If you're using the OpenAI or Anthropic SDK, caching works automatically — you don't need to enable it. Just make sure your system prompt comes before any variable content in the messages array.

Provider-Specific Details

Anthropic (Claude)

Anthropic's caching is automatic for prompts over 1,024 tokens. The cache lives for 5 minutes by default — if you send the same prefix again within 5 minutes, it's a cache hit. For Opus models, the minimum is 2,048 tokens.

Anthropic is the only provider that charges a premium for cache writes (25% above normal input price). This means caching is only worth it if you send the same prefix more than once. For a prompt sent twice, you break even. For anything sent three or more times, you save money.

OpenAI (GPT)

OpenAI's caching is also automatic for prompts over 1,024 tokens. Cache TTL is typically 5-10 minutes. There's no premium for cache writes — you pay the same as normal input on the first request, and 90% less on subsequent requests.

OpenAI also offers a Batch API with 50% off all tokens for non-real-time workloads (24-hour turnaround). If your use case allows async processing, combine batching with caching for maximum savings.

DeepSeek

DeepSeek offers the most aggressive cache pricing in the industry. Cache reads on V4 Flash cost $0.0028/M — that's 98% cheaper than the normal $0.14/M input price. For high-volume agent applications, this makes cached tokens essentially free.

DeepSeek's caching applies automatically. There's no minimum length requirement published, and the cache duration is generous for repeated prefixes.

When Caching Doesn't Help

Caching isn't always the answer. Here's when it provides little or no benefit:

  • Unique prompts every time. If every request has completely different content, there's no common prefix to cache.
  • Very short prompts. If your total input is under 1,024 tokens, most providers won't cache it.
  • Infrequent requests. If you send fewer than 2-3 requests per cache TTL window (5-10 minutes), you won't get cache hits.
  • Constantly changing system prompts. If you A/B test different system prompts frequently, each variant needs its own cache.

Beyond Provider Caching: Application-Level Strategies

Provider-level caching handles repeated prefixes, but you can go further:

Response caching

If two users ask the same question, the response will be identical. Cache the response at the application level (in Redis, Memcached, or even a database) and serve it without making an API call.

Semantic caching

Use embeddings to find semantically similar queries. If someone asks "How do I sort a list in Python?" and another asks "How to sort array in Python?", the response is the same. Semantic caching matches these even when the exact wording differs.

Prompt compression

Reduce the size of your system prompt. Every token you remove from the system prompt saves money on every single request. Use concise instructions, remove redundant examples, and compress verbose tool descriptions.
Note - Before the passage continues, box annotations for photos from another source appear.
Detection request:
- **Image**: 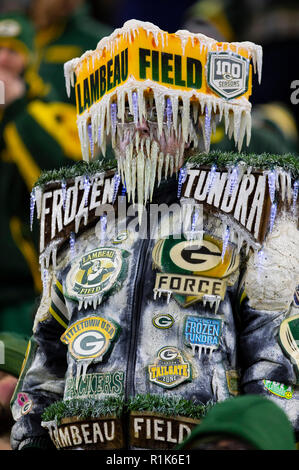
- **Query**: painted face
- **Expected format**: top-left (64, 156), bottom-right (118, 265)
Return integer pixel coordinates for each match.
top-left (111, 92), bottom-right (215, 203)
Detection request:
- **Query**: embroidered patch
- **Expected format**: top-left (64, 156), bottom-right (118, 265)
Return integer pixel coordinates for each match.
top-left (17, 392), bottom-right (33, 415)
top-left (153, 313), bottom-right (174, 330)
top-left (63, 371), bottom-right (125, 400)
top-left (148, 346), bottom-right (192, 388)
top-left (207, 52), bottom-right (250, 100)
top-left (65, 247), bottom-right (129, 310)
top-left (225, 369), bottom-right (240, 396)
top-left (279, 315), bottom-right (299, 378)
top-left (60, 316), bottom-right (120, 360)
top-left (184, 315), bottom-right (222, 356)
top-left (152, 234), bottom-right (239, 313)
top-left (263, 380), bottom-right (294, 400)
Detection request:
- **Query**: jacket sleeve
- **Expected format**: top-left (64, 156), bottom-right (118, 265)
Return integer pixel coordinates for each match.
top-left (11, 274), bottom-right (68, 450)
top-left (239, 217), bottom-right (299, 431)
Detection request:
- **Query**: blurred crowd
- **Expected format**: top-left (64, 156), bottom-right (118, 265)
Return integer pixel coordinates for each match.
top-left (0, 0), bottom-right (299, 449)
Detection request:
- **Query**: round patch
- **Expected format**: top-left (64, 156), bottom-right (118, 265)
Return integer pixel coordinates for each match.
top-left (112, 231), bottom-right (128, 245)
top-left (153, 313), bottom-right (174, 330)
top-left (0, 19), bottom-right (21, 38)
top-left (66, 247), bottom-right (128, 308)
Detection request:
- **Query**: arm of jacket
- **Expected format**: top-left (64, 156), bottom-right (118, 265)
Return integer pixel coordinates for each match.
top-left (239, 216), bottom-right (299, 430)
top-left (11, 281), bottom-right (67, 450)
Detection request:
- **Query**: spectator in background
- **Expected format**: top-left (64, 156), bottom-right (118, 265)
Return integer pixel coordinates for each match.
top-left (28, 0), bottom-right (112, 104)
top-left (0, 332), bottom-right (27, 450)
top-left (0, 13), bottom-right (81, 336)
top-left (180, 395), bottom-right (296, 450)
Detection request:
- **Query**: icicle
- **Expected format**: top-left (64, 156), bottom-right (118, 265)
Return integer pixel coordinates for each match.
top-left (165, 153), bottom-right (170, 179)
top-left (292, 180), bottom-right (299, 215)
top-left (87, 124), bottom-right (94, 158)
top-left (221, 225), bottom-right (230, 263)
top-left (27, 188), bottom-right (36, 231)
top-left (268, 170), bottom-right (277, 203)
top-left (101, 214), bottom-right (107, 246)
top-left (42, 267), bottom-right (48, 293)
top-left (83, 175), bottom-right (91, 207)
top-left (150, 141), bottom-right (158, 201)
top-left (270, 202), bottom-right (277, 232)
top-left (132, 91), bottom-right (139, 125)
top-left (110, 103), bottom-right (117, 142)
top-left (70, 232), bottom-right (76, 258)
top-left (177, 166), bottom-right (187, 199)
top-left (166, 98), bottom-right (172, 130)
top-left (112, 173), bottom-right (120, 204)
top-left (205, 105), bottom-right (211, 146)
top-left (137, 152), bottom-right (144, 217)
top-left (158, 152), bottom-right (164, 186)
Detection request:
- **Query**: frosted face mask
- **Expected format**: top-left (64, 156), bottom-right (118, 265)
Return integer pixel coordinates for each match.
top-left (64, 20), bottom-right (262, 204)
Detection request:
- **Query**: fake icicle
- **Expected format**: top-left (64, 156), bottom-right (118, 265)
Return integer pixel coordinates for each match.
top-left (70, 232), bottom-right (76, 258)
top-left (30, 188), bottom-right (36, 231)
top-left (202, 294), bottom-right (221, 314)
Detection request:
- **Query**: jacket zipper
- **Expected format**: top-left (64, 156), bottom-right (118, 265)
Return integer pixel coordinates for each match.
top-left (125, 235), bottom-right (149, 401)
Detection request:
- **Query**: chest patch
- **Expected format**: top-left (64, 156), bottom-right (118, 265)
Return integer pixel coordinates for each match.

Calculate how much you'd save with caching

Open Cost Calculator

The Bottom Line

Prompt caching is the single most impactful cost optimization available to AI API users. It requires zero code changes on most providers, and the savings compound with every request. If your application sends the same system prompt more than three times, you're leaving money on the table.

Start by measuring your current costs. Then structure your prompts with stable content first, variable content last. The savings will follow.

Pricing sourced from official provider documentation (May 2026). Cache TTL, minimum lengths, and pricing may change. Always verify current rates on the provider's pricing page. DeepSeek V4 Pro pricing reflects the 75% promotional discount valid until May 31, 2026.